I aborted a planned pregnancy and I regret it immensely. Because of some underlying health issues, my husband and I expected that it would take us at least a year to get pregnant. We ended up getting pregnant in our first month of trying. Although the pregnancy was planned, I was shocked by how fast it happened. I began to experience severe panic and had thoughts that I wasn’t ready and was ruining my life, my marriage, and that I would ruin my future baby’s life. Because of how anxious I felt, I decided to have an abortion. It was an excruciating decision to make but it felt like the right one at the time.

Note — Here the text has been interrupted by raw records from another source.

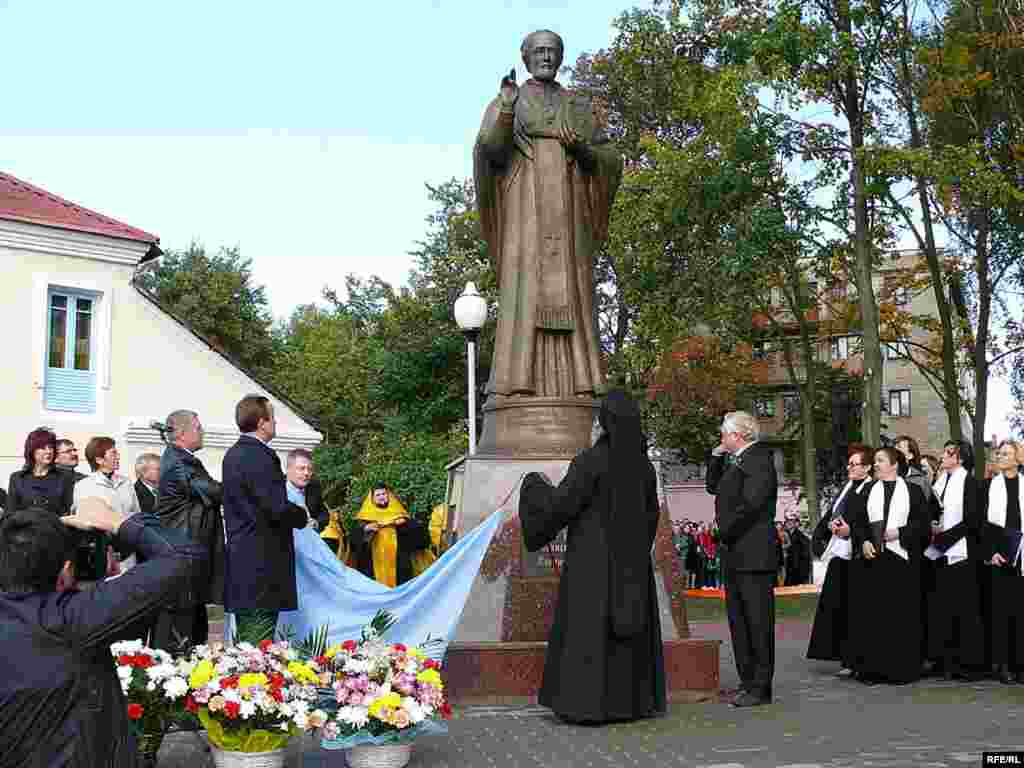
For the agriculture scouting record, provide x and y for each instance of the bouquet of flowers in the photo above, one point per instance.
(385, 692)
(253, 698)
(155, 686)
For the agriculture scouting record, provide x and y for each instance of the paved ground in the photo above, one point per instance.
(818, 720)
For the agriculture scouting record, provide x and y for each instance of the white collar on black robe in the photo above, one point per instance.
(899, 512)
(952, 511)
(997, 503)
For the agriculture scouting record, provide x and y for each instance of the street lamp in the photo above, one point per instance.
(470, 313)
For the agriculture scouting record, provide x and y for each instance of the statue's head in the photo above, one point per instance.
(542, 53)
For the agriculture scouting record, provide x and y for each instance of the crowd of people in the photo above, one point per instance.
(924, 571)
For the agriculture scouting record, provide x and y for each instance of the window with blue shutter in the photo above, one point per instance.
(71, 366)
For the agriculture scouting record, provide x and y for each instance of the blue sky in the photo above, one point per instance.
(302, 131)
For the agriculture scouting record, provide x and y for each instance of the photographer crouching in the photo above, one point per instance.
(60, 701)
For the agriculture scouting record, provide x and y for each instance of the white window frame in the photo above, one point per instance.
(901, 410)
(101, 293)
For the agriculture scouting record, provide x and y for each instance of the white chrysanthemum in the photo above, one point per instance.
(355, 717)
(175, 687)
(416, 713)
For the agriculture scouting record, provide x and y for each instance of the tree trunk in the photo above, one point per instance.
(982, 228)
(950, 386)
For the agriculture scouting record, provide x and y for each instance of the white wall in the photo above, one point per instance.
(147, 365)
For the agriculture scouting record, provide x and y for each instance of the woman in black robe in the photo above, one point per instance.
(1003, 504)
(885, 594)
(604, 660)
(832, 540)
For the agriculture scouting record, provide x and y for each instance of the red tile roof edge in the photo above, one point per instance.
(17, 204)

Several months later, after having more time to reflect on the decision and my feelings about the pregnancy, I realized that I truly did feel ready to have a baby. I worked through some of my anxieties about having a child in therapy and began to feel much more prepared. My husband and I started trying again and got pregnant quickly again. Unfortunately, this pregnancy ended in miscarriage.

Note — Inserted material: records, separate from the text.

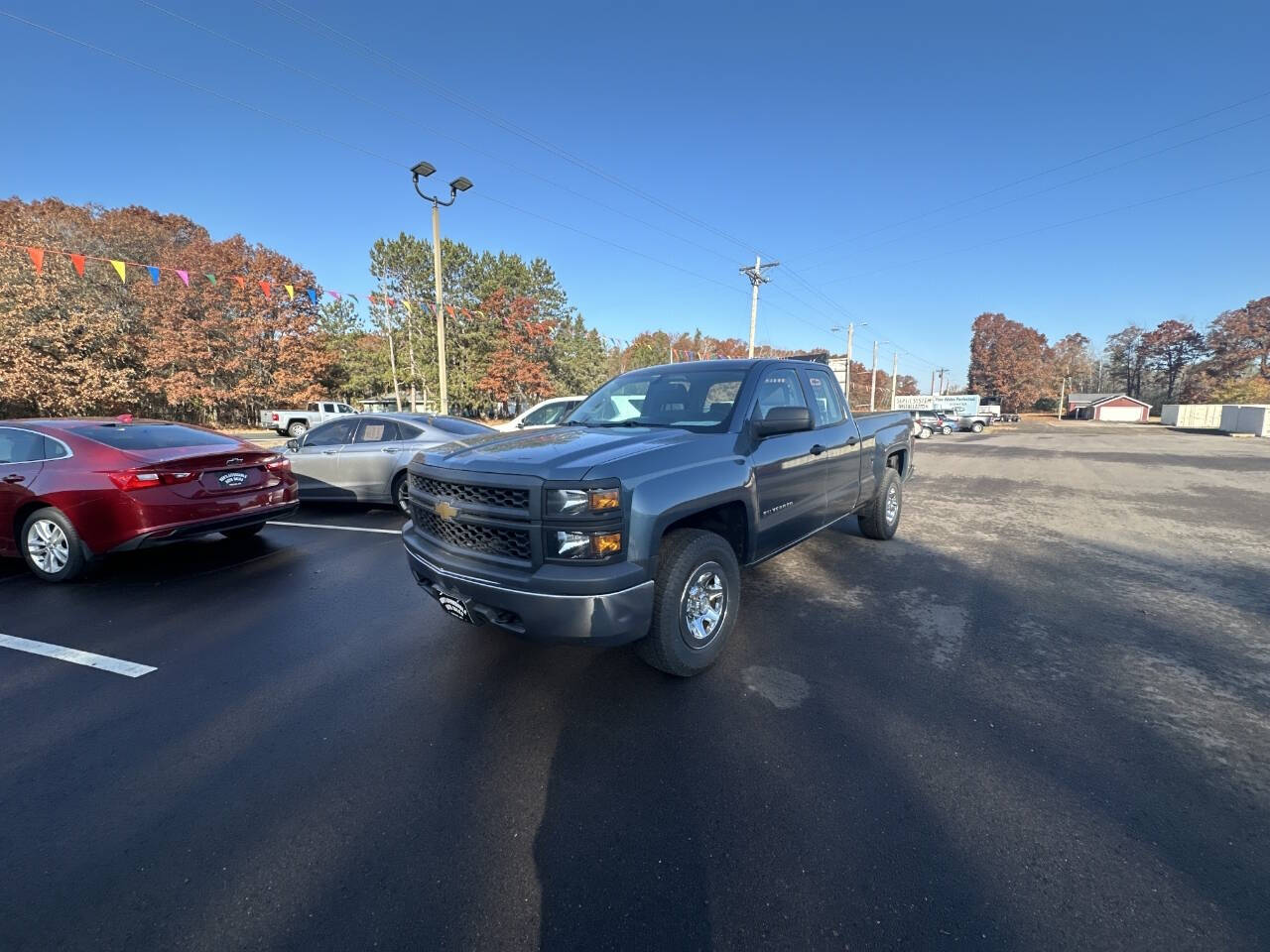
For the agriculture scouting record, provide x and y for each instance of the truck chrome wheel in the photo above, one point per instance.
(703, 603)
(48, 546)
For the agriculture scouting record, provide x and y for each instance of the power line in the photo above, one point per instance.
(1057, 225)
(405, 117)
(477, 109)
(1053, 188)
(1043, 173)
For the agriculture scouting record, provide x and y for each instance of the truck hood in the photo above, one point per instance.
(553, 453)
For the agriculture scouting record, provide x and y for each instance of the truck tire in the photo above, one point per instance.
(880, 518)
(697, 598)
(51, 546)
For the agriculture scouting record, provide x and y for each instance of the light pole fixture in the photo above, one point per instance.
(460, 184)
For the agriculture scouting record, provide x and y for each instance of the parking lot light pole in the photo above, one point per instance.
(460, 184)
(851, 336)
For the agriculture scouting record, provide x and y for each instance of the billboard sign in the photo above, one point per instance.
(959, 404)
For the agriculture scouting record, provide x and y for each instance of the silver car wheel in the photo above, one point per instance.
(892, 504)
(48, 546)
(703, 604)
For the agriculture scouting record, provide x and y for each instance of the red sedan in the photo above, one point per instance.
(75, 489)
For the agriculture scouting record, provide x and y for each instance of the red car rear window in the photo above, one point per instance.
(151, 435)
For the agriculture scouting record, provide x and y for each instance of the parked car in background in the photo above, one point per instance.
(622, 527)
(75, 489)
(298, 422)
(362, 458)
(973, 422)
(928, 422)
(549, 413)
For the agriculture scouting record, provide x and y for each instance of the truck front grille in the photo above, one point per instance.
(499, 497)
(488, 539)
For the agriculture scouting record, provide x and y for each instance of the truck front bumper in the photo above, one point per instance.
(602, 619)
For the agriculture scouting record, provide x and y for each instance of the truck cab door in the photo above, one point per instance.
(843, 448)
(789, 471)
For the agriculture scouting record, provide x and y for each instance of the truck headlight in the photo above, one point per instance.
(583, 502)
(585, 544)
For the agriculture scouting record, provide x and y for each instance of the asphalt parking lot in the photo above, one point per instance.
(1035, 720)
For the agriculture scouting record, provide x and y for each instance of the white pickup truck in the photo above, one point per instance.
(298, 422)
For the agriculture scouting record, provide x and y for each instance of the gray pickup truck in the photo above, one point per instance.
(631, 521)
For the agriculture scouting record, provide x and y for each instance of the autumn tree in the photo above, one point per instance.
(1170, 349)
(1008, 359)
(1239, 340)
(521, 366)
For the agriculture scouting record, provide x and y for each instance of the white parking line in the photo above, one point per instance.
(128, 669)
(341, 529)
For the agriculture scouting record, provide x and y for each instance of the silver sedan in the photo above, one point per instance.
(363, 457)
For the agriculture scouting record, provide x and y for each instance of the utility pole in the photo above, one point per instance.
(756, 278)
(873, 388)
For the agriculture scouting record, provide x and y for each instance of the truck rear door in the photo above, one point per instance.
(789, 474)
(838, 435)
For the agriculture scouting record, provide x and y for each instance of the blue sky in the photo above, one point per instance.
(803, 131)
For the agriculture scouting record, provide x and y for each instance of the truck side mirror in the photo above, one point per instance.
(784, 419)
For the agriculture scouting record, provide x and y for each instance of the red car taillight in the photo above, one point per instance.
(132, 480)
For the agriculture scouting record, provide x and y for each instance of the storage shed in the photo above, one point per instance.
(1110, 408)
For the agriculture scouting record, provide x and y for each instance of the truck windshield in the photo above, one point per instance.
(698, 399)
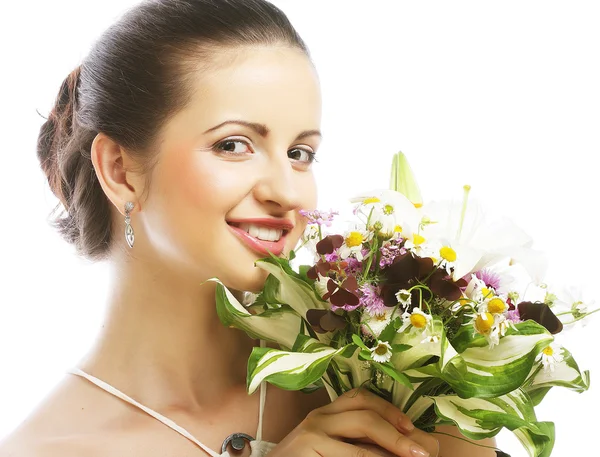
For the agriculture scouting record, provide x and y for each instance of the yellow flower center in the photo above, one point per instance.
(418, 239)
(448, 254)
(496, 306)
(381, 349)
(418, 320)
(484, 322)
(354, 239)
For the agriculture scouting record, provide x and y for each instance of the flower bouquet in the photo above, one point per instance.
(430, 306)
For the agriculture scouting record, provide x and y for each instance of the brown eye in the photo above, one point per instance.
(231, 147)
(302, 155)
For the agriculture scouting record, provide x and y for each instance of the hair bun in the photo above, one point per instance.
(56, 132)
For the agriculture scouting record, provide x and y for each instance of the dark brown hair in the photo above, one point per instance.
(137, 75)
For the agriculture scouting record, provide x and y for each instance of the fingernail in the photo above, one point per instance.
(405, 424)
(418, 452)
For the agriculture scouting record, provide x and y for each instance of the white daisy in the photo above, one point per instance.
(417, 320)
(404, 297)
(486, 324)
(374, 325)
(550, 356)
(382, 352)
(353, 243)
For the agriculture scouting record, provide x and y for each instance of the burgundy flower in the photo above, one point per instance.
(323, 320)
(540, 313)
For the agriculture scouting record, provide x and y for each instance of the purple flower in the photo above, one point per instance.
(513, 316)
(333, 257)
(319, 217)
(490, 278)
(372, 300)
(345, 307)
(390, 251)
(354, 266)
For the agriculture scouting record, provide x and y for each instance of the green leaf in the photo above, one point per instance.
(419, 353)
(475, 370)
(565, 374)
(479, 418)
(402, 179)
(389, 369)
(356, 340)
(290, 370)
(400, 347)
(280, 325)
(292, 290)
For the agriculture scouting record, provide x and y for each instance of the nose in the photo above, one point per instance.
(278, 186)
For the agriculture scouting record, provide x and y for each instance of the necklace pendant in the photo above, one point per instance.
(237, 440)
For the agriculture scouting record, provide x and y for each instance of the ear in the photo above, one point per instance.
(114, 168)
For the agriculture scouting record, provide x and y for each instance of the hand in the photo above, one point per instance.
(356, 424)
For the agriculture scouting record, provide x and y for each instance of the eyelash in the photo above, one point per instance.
(216, 147)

I am devastated by the miscarriage. I regret the abortion intensely and worry all the time that I threw away my only chance to have a baby. I wish I could undo it every day. I know this is not the story I am supposed to be telling in a pro-choice space. In our current sociopolitical climate, it feels tempting to be silent about my story, out of fear that it could be weaponized and used in opposition of abortion.

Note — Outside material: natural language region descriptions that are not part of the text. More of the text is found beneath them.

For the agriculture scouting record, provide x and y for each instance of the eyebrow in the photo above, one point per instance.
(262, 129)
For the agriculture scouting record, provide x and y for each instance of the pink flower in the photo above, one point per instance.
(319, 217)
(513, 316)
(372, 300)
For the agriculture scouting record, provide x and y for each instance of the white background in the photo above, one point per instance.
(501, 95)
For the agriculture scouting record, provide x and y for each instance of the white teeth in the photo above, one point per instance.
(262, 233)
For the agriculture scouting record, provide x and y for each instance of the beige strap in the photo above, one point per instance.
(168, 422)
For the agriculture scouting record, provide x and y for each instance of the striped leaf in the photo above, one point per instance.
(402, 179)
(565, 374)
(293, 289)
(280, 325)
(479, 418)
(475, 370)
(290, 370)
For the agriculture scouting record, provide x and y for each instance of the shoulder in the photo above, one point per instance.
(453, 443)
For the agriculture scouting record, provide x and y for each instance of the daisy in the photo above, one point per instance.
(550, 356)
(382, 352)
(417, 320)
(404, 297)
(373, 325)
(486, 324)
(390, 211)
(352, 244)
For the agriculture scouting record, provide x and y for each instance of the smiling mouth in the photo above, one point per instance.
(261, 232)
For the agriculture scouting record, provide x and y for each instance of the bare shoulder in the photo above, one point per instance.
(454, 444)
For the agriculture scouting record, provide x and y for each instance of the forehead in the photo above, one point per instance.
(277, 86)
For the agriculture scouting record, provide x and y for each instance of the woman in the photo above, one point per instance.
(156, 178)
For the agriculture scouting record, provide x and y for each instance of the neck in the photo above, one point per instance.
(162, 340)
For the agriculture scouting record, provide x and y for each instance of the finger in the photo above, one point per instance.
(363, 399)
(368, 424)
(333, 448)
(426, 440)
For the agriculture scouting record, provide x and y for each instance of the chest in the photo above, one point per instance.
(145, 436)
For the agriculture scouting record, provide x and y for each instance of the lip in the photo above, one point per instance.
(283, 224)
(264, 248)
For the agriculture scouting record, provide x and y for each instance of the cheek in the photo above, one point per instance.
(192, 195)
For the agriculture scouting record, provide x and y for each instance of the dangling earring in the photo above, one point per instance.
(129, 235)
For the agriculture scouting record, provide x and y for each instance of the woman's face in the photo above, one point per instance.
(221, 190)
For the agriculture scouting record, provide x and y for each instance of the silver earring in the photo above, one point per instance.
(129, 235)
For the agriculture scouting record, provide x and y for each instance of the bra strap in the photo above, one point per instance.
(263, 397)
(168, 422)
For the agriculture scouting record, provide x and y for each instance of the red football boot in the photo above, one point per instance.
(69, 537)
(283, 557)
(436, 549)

But the truth is that I believe firmly that I can regret my abortion personally and still 100% support the right of each person to make this decision for themself. We all make decisions we regret in life, and much of the time, we have no way of knowing before we make a decision whether we’ll end up regretting it or not. Regret is a part of life and there is little we can do to prevent this. People can regret purchases, medical procedures of all kinds (as well as not getting medical procedures), educational/career choices, dating and friendship choices, and even most parents experience some regret around this decision at some point in their life. Yet when people express regret around buying the wrong house or car, or dating the wrong person, our answer to them is not that this should be made illegal or that their autonomy to make these kinds of decisions should be restricted. With these kinds of decisions, we tend to acknowledge that there is always a risk of regret and that what’s important is learning from regret when it occurs and moving forward. We need to apply this to reproductive decisions as well.


I hate that it often feels like I have two options – either to be open about my regret and give support to the anti-abortion movement or to suppress my feelings of regret in order to support the pro-choice message. I believe that regret should not factor into policy decisions, in particular legislation that restricts anyone’s bodily autonomy. I feel that we, as a culture, need to accept regret as a part of life and as a risk of any decision, and to compassionately turn toward those experiencing regret, rather than weaponizing this against one another.


I regret my abortion every day, and I am also grateful every day that I still had the right to make the decision. I hope that shouting my regret in the same sentence as my pro-choice stance will grant permission for others to be open about whatever complex feelings they have about their abortion(s). We have the right to feel however we feel without this being weaponized against us. Sending love to all who have had abortions, however you feel about it!